Come Prima, Alfred , 2014, Fauve d’or, meilleur album 2014, Angoulême,
Delcourt, / Mirages
Collaboration aux couleurs: Maxime Derouen
Roaarrr challenge de Mo

  Yaneck :18/20

Manu Larcenet & Daniel Casanave – Crevaisons – Une aventure rocambolesque du Soldat inconnu – Ma BD du mercredi

BD Larcenet, Casanave, Crevaisons, Une aventure rocambolesque du soldat inconnu

J’ai choisi cette BD quand j’ai vu le nom de Larcenet sur la couverture. Elle fait partie de la série des Aventures rocambolesques de…plusieurs personnages célèbres comme Freud, Attila, Robin des Bois, ou Van Gogh.
Cette fois, il s’agit d’une sorte de résurrection du Soldat inconnu, qui se retrouve par hasard dans un immense cimetière d’on ne sait quel endroit ni à quelle époque, et qui est tenu par un gardien très âgé qui vit seul là depuis une éternité ou presque sans plus aucun ravitaillement de ses supérieurs qui ne répondent plus jamais à ses demandes. Ils décident de partir à la recherche d’une ville ou d’un village mais les tombes ne les mènent qu’au bord d’une mer inconnue et ils finissent par s’installer là après bien des rencontres et des péripéties car ils ne s’entendent pas très bien tout d’abord, étant à l’opposé l’un de l’autre Le Soldat inconnu est un jeune lieutenant sûr de lui et de ses idéaux guerriers. Le vieux gardien se divertit en écoutant ses disques de punk rock à longueur de temps.

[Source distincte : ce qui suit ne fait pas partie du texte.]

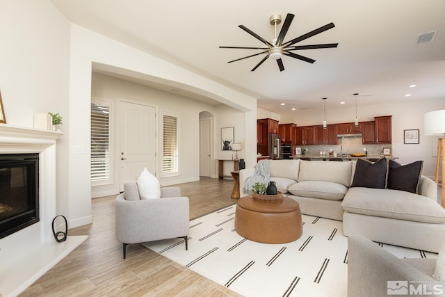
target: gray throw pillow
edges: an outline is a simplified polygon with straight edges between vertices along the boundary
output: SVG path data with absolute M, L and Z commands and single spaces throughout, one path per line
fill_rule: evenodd
M 385 188 L 386 183 L 386 158 L 382 158 L 373 163 L 362 159 L 357 160 L 354 180 L 351 187 Z
M 419 193 L 423 161 L 402 166 L 393 160 L 388 164 L 388 188 Z

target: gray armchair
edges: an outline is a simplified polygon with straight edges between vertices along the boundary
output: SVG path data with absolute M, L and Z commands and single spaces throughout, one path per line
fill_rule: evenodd
M 136 182 L 124 185 L 116 197 L 116 239 L 127 246 L 146 241 L 184 238 L 186 250 L 189 226 L 188 198 L 180 197 L 179 187 L 161 188 L 160 199 L 140 200 Z
M 435 259 L 399 259 L 361 235 L 350 235 L 348 237 L 348 296 L 444 296 L 442 290 L 445 289 L 445 284 L 432 277 L 435 264 Z M 402 286 L 407 283 L 408 294 L 402 291 Z

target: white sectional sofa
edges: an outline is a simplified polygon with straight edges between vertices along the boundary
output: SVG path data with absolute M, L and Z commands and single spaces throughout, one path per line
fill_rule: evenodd
M 296 200 L 302 214 L 343 220 L 346 236 L 359 234 L 374 241 L 433 252 L 439 252 L 445 242 L 445 210 L 437 201 L 437 185 L 428 177 L 420 177 L 418 193 L 414 193 L 356 186 L 355 161 L 270 162 L 270 180 L 278 191 Z M 390 169 L 386 170 L 384 178 Z M 240 170 L 240 197 L 248 195 L 244 184 L 254 172 L 254 168 Z

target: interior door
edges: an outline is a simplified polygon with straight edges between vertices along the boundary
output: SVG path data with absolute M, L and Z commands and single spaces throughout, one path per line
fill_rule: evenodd
M 211 121 L 200 120 L 200 176 L 210 177 L 211 164 Z
M 120 102 L 120 191 L 147 170 L 156 176 L 156 109 Z

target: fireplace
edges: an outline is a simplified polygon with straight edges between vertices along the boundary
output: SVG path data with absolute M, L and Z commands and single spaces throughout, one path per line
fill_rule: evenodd
M 0 154 L 0 239 L 38 223 L 39 154 Z

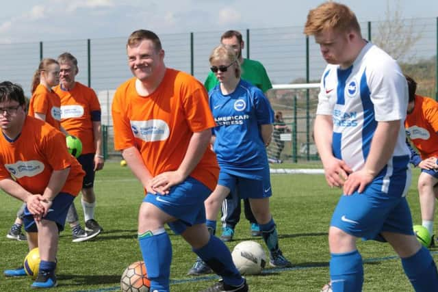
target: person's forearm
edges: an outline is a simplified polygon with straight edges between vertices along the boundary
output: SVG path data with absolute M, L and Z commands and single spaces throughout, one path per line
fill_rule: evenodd
M 192 173 L 202 159 L 210 143 L 211 137 L 211 131 L 209 129 L 202 132 L 194 133 L 192 135 L 185 155 L 178 168 L 178 171 L 184 178 Z
M 400 120 L 378 122 L 371 142 L 363 169 L 376 176 L 387 163 L 394 152 L 400 131 Z
M 313 136 L 322 164 L 333 157 L 332 149 L 333 124 L 331 116 L 318 115 L 313 126 Z
M 93 122 L 93 136 L 94 137 L 94 147 L 96 155 L 102 156 L 102 129 L 101 122 Z

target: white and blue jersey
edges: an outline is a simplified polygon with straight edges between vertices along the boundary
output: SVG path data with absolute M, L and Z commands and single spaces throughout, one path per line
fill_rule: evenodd
M 402 121 L 393 156 L 383 170 L 390 174 L 406 170 L 409 161 L 402 122 L 407 104 L 407 83 L 400 67 L 369 42 L 350 68 L 327 66 L 316 114 L 333 116 L 333 154 L 354 171 L 365 163 L 377 122 Z
M 383 240 L 383 231 L 413 234 L 405 198 L 411 184 L 403 123 L 407 105 L 407 83 L 400 67 L 371 43 L 350 68 L 327 66 L 317 114 L 333 117 L 333 155 L 353 171 L 363 168 L 378 122 L 400 120 L 391 157 L 363 193 L 341 196 L 331 226 L 357 237 L 377 240 Z
M 269 165 L 260 133 L 262 124 L 274 122 L 269 101 L 257 87 L 240 80 L 231 94 L 222 94 L 220 84 L 209 92 L 216 123 L 214 150 L 220 170 L 252 179 L 262 179 Z

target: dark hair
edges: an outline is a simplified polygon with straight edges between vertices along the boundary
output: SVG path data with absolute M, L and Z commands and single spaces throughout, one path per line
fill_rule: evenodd
M 417 82 L 410 76 L 404 75 L 408 83 L 408 92 L 409 92 L 409 103 L 415 100 L 415 92 L 417 91 Z
M 11 81 L 3 81 L 0 83 L 0 103 L 9 101 L 18 101 L 20 105 L 26 104 L 26 98 L 21 86 Z
M 227 30 L 220 36 L 220 40 L 223 40 L 224 38 L 231 38 L 233 36 L 235 36 L 239 42 L 242 43 L 242 34 L 240 34 L 237 30 Z
M 131 34 L 126 45 L 127 47 L 135 46 L 143 40 L 151 40 L 156 51 L 162 49 L 162 42 L 158 36 L 155 32 L 146 29 L 138 29 Z
M 60 65 L 64 64 L 66 61 L 71 62 L 73 65 L 75 65 L 75 67 L 76 67 L 76 70 L 77 70 L 77 59 L 76 59 L 74 55 L 68 52 L 65 52 L 57 56 L 57 62 L 60 63 Z

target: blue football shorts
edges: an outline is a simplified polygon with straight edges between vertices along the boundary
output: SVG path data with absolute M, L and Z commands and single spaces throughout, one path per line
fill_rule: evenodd
M 220 171 L 218 185 L 230 189 L 230 193 L 237 191 L 242 199 L 261 199 L 272 196 L 269 172 L 264 174 L 263 179 L 247 178 Z
M 54 221 L 57 226 L 59 232 L 64 230 L 64 226 L 66 224 L 66 217 L 70 205 L 73 202 L 75 196 L 67 193 L 59 193 L 52 201 L 52 205 L 49 209 L 47 215 L 42 217 L 47 220 Z M 38 232 L 36 227 L 36 223 L 34 220 L 34 215 L 31 214 L 27 209 L 27 206 L 25 208 L 25 212 L 23 215 L 23 222 L 25 230 L 28 233 Z
M 392 176 L 390 180 L 378 176 L 363 193 L 341 196 L 331 226 L 365 240 L 385 241 L 380 234 L 383 231 L 413 235 L 404 196 L 410 182 L 410 172 Z
M 438 170 L 435 169 L 435 170 L 424 170 L 422 169 L 422 172 L 426 172 L 428 174 L 431 175 L 432 176 L 435 177 L 435 178 L 438 178 Z
M 177 218 L 177 220 L 168 225 L 175 234 L 179 235 L 189 226 L 205 223 L 204 201 L 211 194 L 211 190 L 203 183 L 189 176 L 179 185 L 172 187 L 168 194 L 148 193 L 143 202 L 153 204 Z

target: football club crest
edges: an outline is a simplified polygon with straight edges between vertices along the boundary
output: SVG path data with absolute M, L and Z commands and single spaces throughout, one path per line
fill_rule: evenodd
M 355 79 L 348 82 L 348 84 L 347 85 L 347 87 L 346 88 L 346 91 L 347 92 L 347 95 L 350 97 L 354 97 L 355 96 L 356 96 L 356 94 L 357 93 L 357 91 L 358 91 L 358 86 L 359 85 L 357 84 L 357 82 L 356 82 L 356 80 Z
M 237 111 L 242 111 L 246 107 L 246 103 L 242 99 L 237 99 L 234 103 L 234 109 Z

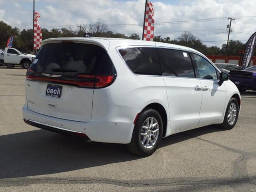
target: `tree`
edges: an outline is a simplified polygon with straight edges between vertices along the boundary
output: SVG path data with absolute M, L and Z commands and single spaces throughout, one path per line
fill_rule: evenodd
M 91 23 L 85 27 L 85 31 L 94 37 L 100 37 L 108 31 L 108 26 L 100 22 Z
M 239 55 L 239 50 L 244 49 L 245 44 L 238 40 L 230 40 L 228 42 L 228 55 Z M 222 46 L 221 52 L 223 55 L 226 53 L 227 47 L 226 44 Z
M 196 39 L 194 35 L 190 32 L 185 31 L 179 37 L 179 43 L 180 45 L 183 45 L 189 47 L 192 47 Z
M 138 34 L 136 34 L 136 33 L 133 33 L 129 37 L 129 39 L 136 39 L 138 40 L 140 40 L 140 36 Z

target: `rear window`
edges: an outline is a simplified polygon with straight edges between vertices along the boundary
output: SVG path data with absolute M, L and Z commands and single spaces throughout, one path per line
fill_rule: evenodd
M 139 74 L 161 75 L 156 48 L 121 49 L 119 52 L 131 70 Z
M 82 43 L 46 44 L 40 50 L 30 68 L 37 72 L 71 76 L 116 73 L 104 49 Z

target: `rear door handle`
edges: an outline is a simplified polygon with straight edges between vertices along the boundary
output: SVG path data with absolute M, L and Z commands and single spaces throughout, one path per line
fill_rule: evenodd
M 205 91 L 208 90 L 208 88 L 207 86 L 204 86 L 204 87 L 203 87 L 203 91 Z
M 195 87 L 195 90 L 196 91 L 200 91 L 202 90 L 202 88 L 198 85 L 197 85 Z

Il s’agit bien d’une histoire rocambolesque sur fond de dérision, d’humour glacial, de remarques désabusées, d’antimilitarisme et d’un fatalisme qui serait angoissant sans la bonhomie du vieillard et l’entêtement dérisoire du soldat.

C’est une lecture plaisante à condition d’accepter d’emblée la situation absurde du départ et la suite  fantasque du récit à base de rencontres insolites. J’y ai surtout vu une incitation au pacifisme, toujours d’actualité.

Manu Larcenet & Daniel Casanave – Crevaisons – Une aventure rocambolesque du Soldat inconnu – Ma BD du mercredi (Dargaud, Poisson pilote, 2009, 50 P.)